A prominent statesman of Europe recently spoke of certain "dying nations," in
contrast to those so actively engaged in colonizing and trading. The expression
was ill-chosen, as applied to peoples less numerous but not necessarily less
virile in their own surroundings. Spain has a noble history, broadly viewed, and
a nation that has had a proud past may achieve a fine future. Italy and Rome
have not lost their grandeur, nor all that makes power. Ancient China can smile
at some modern claims, pointing backwards to a civilization not yet dead, and
perhaps forwards to a self-assertiveness that may set the moderns staring.

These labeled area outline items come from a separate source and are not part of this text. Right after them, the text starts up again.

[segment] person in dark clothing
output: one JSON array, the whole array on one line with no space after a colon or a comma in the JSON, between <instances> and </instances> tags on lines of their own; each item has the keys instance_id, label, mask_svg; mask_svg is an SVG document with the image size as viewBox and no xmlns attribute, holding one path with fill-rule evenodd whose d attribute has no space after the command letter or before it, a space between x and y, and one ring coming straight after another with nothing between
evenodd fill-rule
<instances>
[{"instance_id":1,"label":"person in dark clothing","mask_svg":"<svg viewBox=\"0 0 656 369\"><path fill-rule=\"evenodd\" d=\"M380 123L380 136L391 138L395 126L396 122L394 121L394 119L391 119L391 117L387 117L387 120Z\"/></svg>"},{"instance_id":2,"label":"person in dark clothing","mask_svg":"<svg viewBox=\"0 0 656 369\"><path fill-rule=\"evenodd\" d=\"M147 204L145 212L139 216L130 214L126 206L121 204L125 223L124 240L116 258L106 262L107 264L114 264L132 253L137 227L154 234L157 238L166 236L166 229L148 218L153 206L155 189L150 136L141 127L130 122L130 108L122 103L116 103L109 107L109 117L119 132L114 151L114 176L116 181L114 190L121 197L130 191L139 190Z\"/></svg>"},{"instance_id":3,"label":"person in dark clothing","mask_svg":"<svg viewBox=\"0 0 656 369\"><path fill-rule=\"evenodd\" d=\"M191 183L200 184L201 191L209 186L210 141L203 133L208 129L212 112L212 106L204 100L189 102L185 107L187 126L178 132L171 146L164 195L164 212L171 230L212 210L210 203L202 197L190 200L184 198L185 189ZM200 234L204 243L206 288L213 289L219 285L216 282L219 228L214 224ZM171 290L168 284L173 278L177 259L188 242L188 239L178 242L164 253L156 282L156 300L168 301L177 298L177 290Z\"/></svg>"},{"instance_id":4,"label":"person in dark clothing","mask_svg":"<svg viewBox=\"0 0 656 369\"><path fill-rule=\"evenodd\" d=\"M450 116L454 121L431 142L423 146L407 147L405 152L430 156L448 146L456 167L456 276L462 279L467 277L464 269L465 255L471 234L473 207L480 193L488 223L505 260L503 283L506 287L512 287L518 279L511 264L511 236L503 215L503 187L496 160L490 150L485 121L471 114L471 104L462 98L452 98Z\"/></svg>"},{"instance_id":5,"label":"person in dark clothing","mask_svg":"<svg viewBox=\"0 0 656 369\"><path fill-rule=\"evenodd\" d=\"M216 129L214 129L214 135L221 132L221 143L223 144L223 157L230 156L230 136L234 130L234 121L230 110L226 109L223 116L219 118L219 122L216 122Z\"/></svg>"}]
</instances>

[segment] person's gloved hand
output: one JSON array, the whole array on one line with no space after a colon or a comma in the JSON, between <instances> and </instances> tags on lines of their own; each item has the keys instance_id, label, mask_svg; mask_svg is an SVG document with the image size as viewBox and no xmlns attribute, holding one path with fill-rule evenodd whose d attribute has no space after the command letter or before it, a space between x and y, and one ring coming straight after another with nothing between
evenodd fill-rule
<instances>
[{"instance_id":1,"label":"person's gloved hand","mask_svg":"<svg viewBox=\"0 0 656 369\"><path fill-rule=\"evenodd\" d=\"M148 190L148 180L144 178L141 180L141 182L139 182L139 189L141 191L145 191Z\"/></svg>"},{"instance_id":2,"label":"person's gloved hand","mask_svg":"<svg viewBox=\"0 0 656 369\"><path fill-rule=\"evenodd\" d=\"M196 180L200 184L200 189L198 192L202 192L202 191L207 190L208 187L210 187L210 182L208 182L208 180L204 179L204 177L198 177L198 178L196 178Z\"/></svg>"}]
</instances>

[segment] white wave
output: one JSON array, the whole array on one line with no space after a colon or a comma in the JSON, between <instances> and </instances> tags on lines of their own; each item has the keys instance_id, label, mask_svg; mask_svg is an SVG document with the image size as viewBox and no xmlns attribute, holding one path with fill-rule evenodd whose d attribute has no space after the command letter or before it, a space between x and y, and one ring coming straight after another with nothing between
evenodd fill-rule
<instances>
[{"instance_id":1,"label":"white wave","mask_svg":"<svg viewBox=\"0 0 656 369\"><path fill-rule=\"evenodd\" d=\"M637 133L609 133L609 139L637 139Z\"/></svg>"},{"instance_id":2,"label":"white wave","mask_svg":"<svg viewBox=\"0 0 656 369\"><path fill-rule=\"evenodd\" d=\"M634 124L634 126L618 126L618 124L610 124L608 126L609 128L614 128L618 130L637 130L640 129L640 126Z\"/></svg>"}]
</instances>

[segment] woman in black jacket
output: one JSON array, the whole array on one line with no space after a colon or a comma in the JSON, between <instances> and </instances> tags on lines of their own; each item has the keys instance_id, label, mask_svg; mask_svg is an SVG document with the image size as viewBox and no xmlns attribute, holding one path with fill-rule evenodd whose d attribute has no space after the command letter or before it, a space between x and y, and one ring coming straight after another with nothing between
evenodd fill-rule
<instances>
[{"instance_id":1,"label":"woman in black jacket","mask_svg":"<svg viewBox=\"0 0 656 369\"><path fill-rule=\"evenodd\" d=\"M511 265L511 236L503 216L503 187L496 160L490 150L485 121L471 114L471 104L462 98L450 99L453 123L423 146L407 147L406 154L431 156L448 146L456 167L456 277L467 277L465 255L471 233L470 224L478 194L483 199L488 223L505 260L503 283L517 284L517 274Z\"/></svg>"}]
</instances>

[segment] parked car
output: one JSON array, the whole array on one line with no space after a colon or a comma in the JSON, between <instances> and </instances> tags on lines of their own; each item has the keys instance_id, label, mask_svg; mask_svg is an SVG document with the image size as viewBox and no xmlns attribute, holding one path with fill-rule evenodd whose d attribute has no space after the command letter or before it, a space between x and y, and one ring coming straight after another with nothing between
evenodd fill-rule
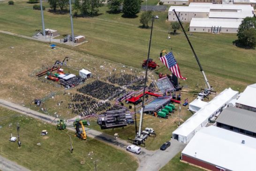
<instances>
[{"instance_id":1,"label":"parked car","mask_svg":"<svg viewBox=\"0 0 256 171\"><path fill-rule=\"evenodd\" d=\"M41 132L41 135L48 135L48 132L46 130L43 130Z\"/></svg>"},{"instance_id":2,"label":"parked car","mask_svg":"<svg viewBox=\"0 0 256 171\"><path fill-rule=\"evenodd\" d=\"M166 142L164 144L162 145L162 146L160 148L160 149L161 150L165 150L171 145L171 142L169 141Z\"/></svg>"},{"instance_id":3,"label":"parked car","mask_svg":"<svg viewBox=\"0 0 256 171\"><path fill-rule=\"evenodd\" d=\"M132 152L136 154L139 154L141 152L141 149L140 147L134 145L128 146L126 148L127 151Z\"/></svg>"}]
</instances>

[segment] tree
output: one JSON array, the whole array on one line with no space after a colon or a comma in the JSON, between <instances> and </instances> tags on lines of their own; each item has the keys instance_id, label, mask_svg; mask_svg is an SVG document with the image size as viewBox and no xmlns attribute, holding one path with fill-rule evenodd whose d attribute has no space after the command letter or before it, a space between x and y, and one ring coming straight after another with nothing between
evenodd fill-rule
<instances>
[{"instance_id":1,"label":"tree","mask_svg":"<svg viewBox=\"0 0 256 171\"><path fill-rule=\"evenodd\" d=\"M249 28L245 30L240 35L239 42L244 46L249 48L256 46L256 29Z\"/></svg>"},{"instance_id":2,"label":"tree","mask_svg":"<svg viewBox=\"0 0 256 171\"><path fill-rule=\"evenodd\" d=\"M133 16L140 12L141 0L124 0L123 4L123 13L128 16Z\"/></svg>"},{"instance_id":3,"label":"tree","mask_svg":"<svg viewBox=\"0 0 256 171\"><path fill-rule=\"evenodd\" d=\"M173 29L173 33L175 34L177 30L180 29L181 26L178 22L174 22L171 23L172 29Z\"/></svg>"},{"instance_id":4,"label":"tree","mask_svg":"<svg viewBox=\"0 0 256 171\"><path fill-rule=\"evenodd\" d=\"M30 4L37 4L38 3L38 0L29 0L28 3Z\"/></svg>"},{"instance_id":5,"label":"tree","mask_svg":"<svg viewBox=\"0 0 256 171\"><path fill-rule=\"evenodd\" d=\"M149 22L153 17L152 11L143 12L141 15L140 22L142 24L142 27L146 29L149 28Z\"/></svg>"},{"instance_id":6,"label":"tree","mask_svg":"<svg viewBox=\"0 0 256 171\"><path fill-rule=\"evenodd\" d=\"M68 7L69 3L68 0L56 0L57 6L60 7L60 12L63 11L63 9Z\"/></svg>"},{"instance_id":7,"label":"tree","mask_svg":"<svg viewBox=\"0 0 256 171\"><path fill-rule=\"evenodd\" d=\"M256 19L247 17L241 22L237 35L238 43L248 47L256 46Z\"/></svg>"},{"instance_id":8,"label":"tree","mask_svg":"<svg viewBox=\"0 0 256 171\"><path fill-rule=\"evenodd\" d=\"M10 5L14 5L14 2L12 0L10 0L8 1L8 4Z\"/></svg>"},{"instance_id":9,"label":"tree","mask_svg":"<svg viewBox=\"0 0 256 171\"><path fill-rule=\"evenodd\" d=\"M122 0L108 0L107 6L109 11L113 13L117 13L120 12L122 2Z\"/></svg>"},{"instance_id":10,"label":"tree","mask_svg":"<svg viewBox=\"0 0 256 171\"><path fill-rule=\"evenodd\" d=\"M48 0L48 3L50 5L50 7L52 9L52 10L56 11L57 0Z\"/></svg>"},{"instance_id":11,"label":"tree","mask_svg":"<svg viewBox=\"0 0 256 171\"><path fill-rule=\"evenodd\" d=\"M102 0L81 0L75 1L75 9L80 10L85 16L98 14L98 7L102 6Z\"/></svg>"}]
</instances>

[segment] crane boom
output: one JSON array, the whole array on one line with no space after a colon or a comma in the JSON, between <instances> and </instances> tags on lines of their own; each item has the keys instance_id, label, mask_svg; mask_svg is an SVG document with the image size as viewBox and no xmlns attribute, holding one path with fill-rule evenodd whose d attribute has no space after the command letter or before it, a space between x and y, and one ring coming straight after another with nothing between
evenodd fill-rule
<instances>
[{"instance_id":1,"label":"crane boom","mask_svg":"<svg viewBox=\"0 0 256 171\"><path fill-rule=\"evenodd\" d=\"M152 18L152 25L151 26L151 31L150 33L150 39L149 43L149 51L148 52L148 59L147 59L147 65L146 66L146 74L145 75L145 80L144 81L144 87L143 88L143 96L142 97L142 105L141 110L141 118L140 119L140 125L139 125L139 132L138 132L138 136L140 136L141 134L142 128L142 124L143 123L143 112L144 111L144 100L145 98L145 91L146 90L146 83L147 83L147 76L148 74L148 68L149 61L149 57L150 53L150 46L151 45L151 39L152 37L152 31L153 30L153 23L154 22L154 17Z\"/></svg>"},{"instance_id":2,"label":"crane boom","mask_svg":"<svg viewBox=\"0 0 256 171\"><path fill-rule=\"evenodd\" d=\"M189 39L188 39L188 35L187 35L187 33L186 33L186 31L185 31L185 30L184 29L183 26L182 26L182 24L181 23L181 22L180 20L180 18L179 18L179 16L177 15L177 13L176 11L175 11L175 9L173 9L173 12L174 12L174 14L177 18L178 19L178 21L179 21L179 22L180 23L180 24L181 25L181 29L182 29L184 34L185 34L185 36L186 36L186 38L187 38L187 40L188 40L188 44L189 44L189 45L190 46L190 48L191 48L191 50L192 50L193 53L194 53L194 55L195 56L195 57L196 58L196 62L197 62L197 64L199 66L199 67L200 68L200 71L202 72L202 74L203 74L203 76L204 82L205 82L205 84L208 86L209 89L211 90L211 87L210 85L209 82L208 82L208 80L207 79L207 78L206 78L206 75L205 75L205 74L204 74L204 72L203 71L203 67L202 67L202 66L201 65L200 62L199 62L199 60L198 59L198 58L197 58L197 56L196 56L196 52L195 52L195 51L194 50L194 48L193 48L191 43L190 43L190 41L189 41Z\"/></svg>"},{"instance_id":3,"label":"crane boom","mask_svg":"<svg viewBox=\"0 0 256 171\"><path fill-rule=\"evenodd\" d=\"M82 134L83 139L86 140L86 138L87 138L87 136L86 136L86 133L85 133L85 130L84 129L83 124L83 122L81 120L80 120L79 122L82 126L82 129L83 129L83 133Z\"/></svg>"}]
</instances>

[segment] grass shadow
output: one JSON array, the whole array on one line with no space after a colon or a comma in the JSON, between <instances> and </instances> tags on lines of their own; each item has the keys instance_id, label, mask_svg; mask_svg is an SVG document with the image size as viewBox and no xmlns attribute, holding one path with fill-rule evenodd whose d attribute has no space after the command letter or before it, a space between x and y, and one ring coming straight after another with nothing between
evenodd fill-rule
<instances>
[{"instance_id":1,"label":"grass shadow","mask_svg":"<svg viewBox=\"0 0 256 171\"><path fill-rule=\"evenodd\" d=\"M233 45L241 49L255 49L255 47L249 47L248 46L245 46L244 45L241 44L240 42L239 42L239 41L238 40L235 40L233 41L232 42L232 43L233 44Z\"/></svg>"},{"instance_id":2,"label":"grass shadow","mask_svg":"<svg viewBox=\"0 0 256 171\"><path fill-rule=\"evenodd\" d=\"M98 13L97 14L95 14L93 15L83 15L82 14L76 14L75 15L74 15L74 17L75 18L91 18L91 17L101 15L103 14L104 14L103 13Z\"/></svg>"},{"instance_id":3,"label":"grass shadow","mask_svg":"<svg viewBox=\"0 0 256 171\"><path fill-rule=\"evenodd\" d=\"M124 14L122 15L121 17L124 18L136 18L138 17L138 15L128 15Z\"/></svg>"},{"instance_id":4,"label":"grass shadow","mask_svg":"<svg viewBox=\"0 0 256 171\"><path fill-rule=\"evenodd\" d=\"M67 9L64 9L62 11L60 11L60 9L57 9L56 10L49 9L48 10L48 12L51 13L53 13L53 14L63 15L67 14L67 13L69 12L69 10L68 10Z\"/></svg>"},{"instance_id":5,"label":"grass shadow","mask_svg":"<svg viewBox=\"0 0 256 171\"><path fill-rule=\"evenodd\" d=\"M179 33L179 32L170 32L170 34L171 34L172 35L175 36L175 35L179 35L181 33Z\"/></svg>"},{"instance_id":6,"label":"grass shadow","mask_svg":"<svg viewBox=\"0 0 256 171\"><path fill-rule=\"evenodd\" d=\"M151 27L150 27L150 26L145 27L145 26L143 26L143 25L139 26L138 26L138 28L140 28L140 29L151 29Z\"/></svg>"},{"instance_id":7,"label":"grass shadow","mask_svg":"<svg viewBox=\"0 0 256 171\"><path fill-rule=\"evenodd\" d=\"M106 12L109 14L120 14L121 13L121 11L122 11L120 9L116 12L113 12L110 10L107 10L106 11Z\"/></svg>"}]
</instances>

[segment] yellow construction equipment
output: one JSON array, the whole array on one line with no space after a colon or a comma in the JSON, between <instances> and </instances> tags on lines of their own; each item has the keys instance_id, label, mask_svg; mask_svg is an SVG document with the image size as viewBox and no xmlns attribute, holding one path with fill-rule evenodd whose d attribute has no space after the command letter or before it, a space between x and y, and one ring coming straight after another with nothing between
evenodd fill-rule
<instances>
[{"instance_id":1,"label":"yellow construction equipment","mask_svg":"<svg viewBox=\"0 0 256 171\"><path fill-rule=\"evenodd\" d=\"M83 132L80 131L79 129L79 126L81 125L82 128L83 129ZM86 136L86 133L85 132L85 130L84 129L84 127L83 126L83 122L80 120L79 122L77 122L75 125L75 136L79 138L81 140L85 140L87 138Z\"/></svg>"}]
</instances>

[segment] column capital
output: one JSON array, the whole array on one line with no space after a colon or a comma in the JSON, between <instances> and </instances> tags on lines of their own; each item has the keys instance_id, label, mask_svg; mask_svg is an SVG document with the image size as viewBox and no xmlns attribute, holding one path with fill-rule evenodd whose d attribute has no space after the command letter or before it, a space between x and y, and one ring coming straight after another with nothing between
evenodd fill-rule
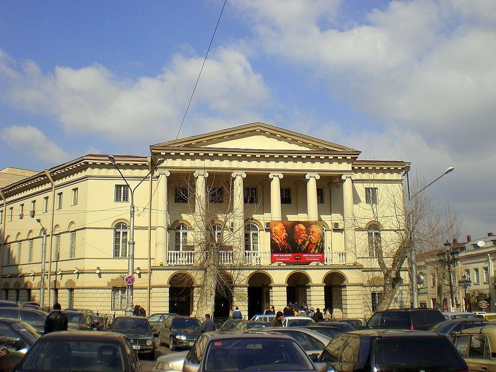
<instances>
[{"instance_id":1,"label":"column capital","mask_svg":"<svg viewBox=\"0 0 496 372\"><path fill-rule=\"evenodd\" d=\"M199 176L203 176L204 177L206 178L208 177L208 172L206 171L195 171L194 173L193 174L195 178L197 178Z\"/></svg>"},{"instance_id":2,"label":"column capital","mask_svg":"<svg viewBox=\"0 0 496 372\"><path fill-rule=\"evenodd\" d=\"M310 180L310 178L312 178L312 177L314 178L315 180L319 180L320 178L320 176L317 173L307 173L307 175L305 176L305 178L306 178L307 180Z\"/></svg>"},{"instance_id":3,"label":"column capital","mask_svg":"<svg viewBox=\"0 0 496 372\"><path fill-rule=\"evenodd\" d=\"M231 173L231 176L233 177L233 178L236 178L238 176L240 176L243 178L246 178L247 174L243 171L236 171Z\"/></svg>"},{"instance_id":4,"label":"column capital","mask_svg":"<svg viewBox=\"0 0 496 372\"><path fill-rule=\"evenodd\" d=\"M284 177L283 176L282 173L269 173L269 178L273 179L274 177L277 177L279 179L282 179L282 178Z\"/></svg>"}]
</instances>

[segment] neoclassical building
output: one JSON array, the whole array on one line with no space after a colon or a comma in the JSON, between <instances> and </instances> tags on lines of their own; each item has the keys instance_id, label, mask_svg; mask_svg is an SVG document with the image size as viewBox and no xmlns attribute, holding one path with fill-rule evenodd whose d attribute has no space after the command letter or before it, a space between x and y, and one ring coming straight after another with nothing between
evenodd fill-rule
<instances>
[{"instance_id":1,"label":"neoclassical building","mask_svg":"<svg viewBox=\"0 0 496 372\"><path fill-rule=\"evenodd\" d=\"M149 157L114 155L130 189L108 154L83 156L0 189L2 299L39 301L43 293L46 306L58 301L123 313L132 199L134 303L148 313L195 313L195 216L210 207L218 215L212 234L231 242L221 262L242 257L214 316L227 316L234 306L248 315L271 305L282 310L290 301L330 308L336 316L373 312L382 278L374 245L393 247L404 227L408 163L359 160L356 150L260 123L150 150ZM298 254L285 262L271 252L271 223L277 221L321 227L313 261L299 262ZM410 306L406 272L396 307Z\"/></svg>"}]
</instances>

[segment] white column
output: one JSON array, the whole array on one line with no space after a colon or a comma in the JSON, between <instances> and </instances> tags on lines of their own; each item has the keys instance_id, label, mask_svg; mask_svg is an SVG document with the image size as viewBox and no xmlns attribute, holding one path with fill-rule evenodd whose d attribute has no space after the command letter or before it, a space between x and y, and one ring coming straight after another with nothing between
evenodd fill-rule
<instances>
[{"instance_id":1,"label":"white column","mask_svg":"<svg viewBox=\"0 0 496 372\"><path fill-rule=\"evenodd\" d=\"M155 265L163 265L167 262L169 248L169 206L167 200L167 177L169 171L161 171L158 176L157 190L157 228L155 229Z\"/></svg>"},{"instance_id":2,"label":"white column","mask_svg":"<svg viewBox=\"0 0 496 372\"><path fill-rule=\"evenodd\" d=\"M281 211L281 183L282 173L270 173L269 178L270 183L270 219L272 221L281 221L282 212Z\"/></svg>"},{"instance_id":3,"label":"white column","mask_svg":"<svg viewBox=\"0 0 496 372\"><path fill-rule=\"evenodd\" d=\"M243 179L246 178L244 172L233 172L234 189L233 203L233 250L235 260L243 262L245 256L245 187ZM240 308L241 309L241 308Z\"/></svg>"},{"instance_id":4,"label":"white column","mask_svg":"<svg viewBox=\"0 0 496 372\"><path fill-rule=\"evenodd\" d=\"M307 210L309 221L318 219L318 207L317 206L317 180L320 176L316 173L308 173L305 178L307 183Z\"/></svg>"},{"instance_id":5,"label":"white column","mask_svg":"<svg viewBox=\"0 0 496 372\"><path fill-rule=\"evenodd\" d=\"M353 184L352 175L341 176L343 182L343 217L344 219L344 248L346 264L357 262L357 245L355 237L353 212Z\"/></svg>"}]
</instances>

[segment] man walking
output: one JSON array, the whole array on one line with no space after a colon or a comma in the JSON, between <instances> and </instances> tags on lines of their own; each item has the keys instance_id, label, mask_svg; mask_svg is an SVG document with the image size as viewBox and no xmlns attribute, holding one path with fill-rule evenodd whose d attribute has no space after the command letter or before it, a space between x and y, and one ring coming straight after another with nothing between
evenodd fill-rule
<instances>
[{"instance_id":1,"label":"man walking","mask_svg":"<svg viewBox=\"0 0 496 372\"><path fill-rule=\"evenodd\" d=\"M215 323L210 319L210 314L205 314L205 321L201 324L201 329L202 333L215 330Z\"/></svg>"},{"instance_id":2,"label":"man walking","mask_svg":"<svg viewBox=\"0 0 496 372\"><path fill-rule=\"evenodd\" d=\"M66 331L67 327L67 315L61 311L62 307L58 302L54 304L53 311L47 315L45 321L45 334L57 331Z\"/></svg>"}]
</instances>

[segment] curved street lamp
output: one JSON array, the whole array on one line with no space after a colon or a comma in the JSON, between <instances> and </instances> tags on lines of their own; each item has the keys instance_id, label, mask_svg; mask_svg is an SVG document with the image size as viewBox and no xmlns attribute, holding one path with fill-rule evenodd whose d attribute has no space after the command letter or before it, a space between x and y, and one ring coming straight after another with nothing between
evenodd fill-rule
<instances>
[{"instance_id":1,"label":"curved street lamp","mask_svg":"<svg viewBox=\"0 0 496 372\"><path fill-rule=\"evenodd\" d=\"M158 167L159 165L162 164L165 160L163 158L160 158L157 161L157 163L155 166L152 168L150 170L150 172L148 174L141 179L141 180L139 183L134 187L134 188L131 188L131 186L129 186L129 184L127 183L127 181L126 180L125 178L124 175L121 172L121 170L119 167L117 166L117 164L116 163L116 158L113 155L109 155L109 160L110 162L115 166L116 168L119 172L119 174L121 175L121 177L122 177L123 180L125 183L125 184L127 185L127 187L129 188L129 193L131 194L131 206L129 209L129 240L127 241L127 246L129 247L127 250L127 275L134 275L134 190L137 188L138 186L141 184L147 177L148 177L152 172L153 172L155 169ZM134 286L133 285L128 285L126 291L126 309L125 309L125 314L127 315L130 315L132 314L132 310L134 307L133 305L133 302L134 299L133 298L133 287Z\"/></svg>"}]
</instances>

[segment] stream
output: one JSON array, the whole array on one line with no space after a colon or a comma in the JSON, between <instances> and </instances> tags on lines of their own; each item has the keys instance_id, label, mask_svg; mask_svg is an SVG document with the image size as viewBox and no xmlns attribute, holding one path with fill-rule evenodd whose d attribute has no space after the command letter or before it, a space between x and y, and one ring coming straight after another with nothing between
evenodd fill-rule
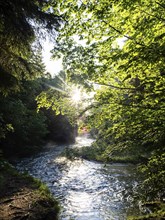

It may be that the world and its inhabitants are to be reduced to subjection
under three lords only, the Slav, the Latin and the Anglo-Saxon. This, or some
such fancy, seems to inspire the feverish efforts of the first and the third of
these races to sweep vast areas into already unwieldy empires. The assumption
that the Latin peoples will somehow lose or change their characteristic
qualities and develop those of their remote ancestors, fails to take adequate
cognizance of physical, geographical and extraneous conditions which are not to
be ignored. The opening up of Africa will mightily affect the destiny of nations
and races. It may create new ones. Some of the profoundest students of history,
having personal knowledge of the Eastern world, years ago committed themselves
to the prediction that the cry "China for the Chinese" will yet amaze the
waiters for the "open door." They foresee the possibility of a sweeping crusade
of Chinese fanaticism against the bordering peoples, with the coming of a
universal war between the yellow and white races. India eagerly looks forward to
self-liberation from British rule. In this other nations besides the Russians,
Persians and Afghans are interested. The game is playable with milder weapons
than the sword. American piety has pioneered the way by moral suasion and
practical exemplification of civilized life. American commerce has spread a full
share of ameliorating conditions before the peoples once described as heathens
and barbarians. In the winning of the Oriental races, rather than their
coercion, lies the sounder policy of the future. In happy accord with the
traditions of the Republic, the United States has refrained from joining the
aggressive action proposed by certain other powers in the Chinese trouble. When
peaceful efforts fail and force becomes necessary, the American arm strikes
swiftly and with effect. May it not be necessary. Hopeless as affairs may seem
in any crisis, time may be trusted to ease the situation, sufficiently at least
for compromise, often the wisest solution. History is writing itself startlingly
almost day by day, as we have seen in these pages. It will continue to chronicle
the rise, decline, and disappearance of monarchs and dynasties, but the Great
Republic is destined to see its grandest century in the one she now is entering.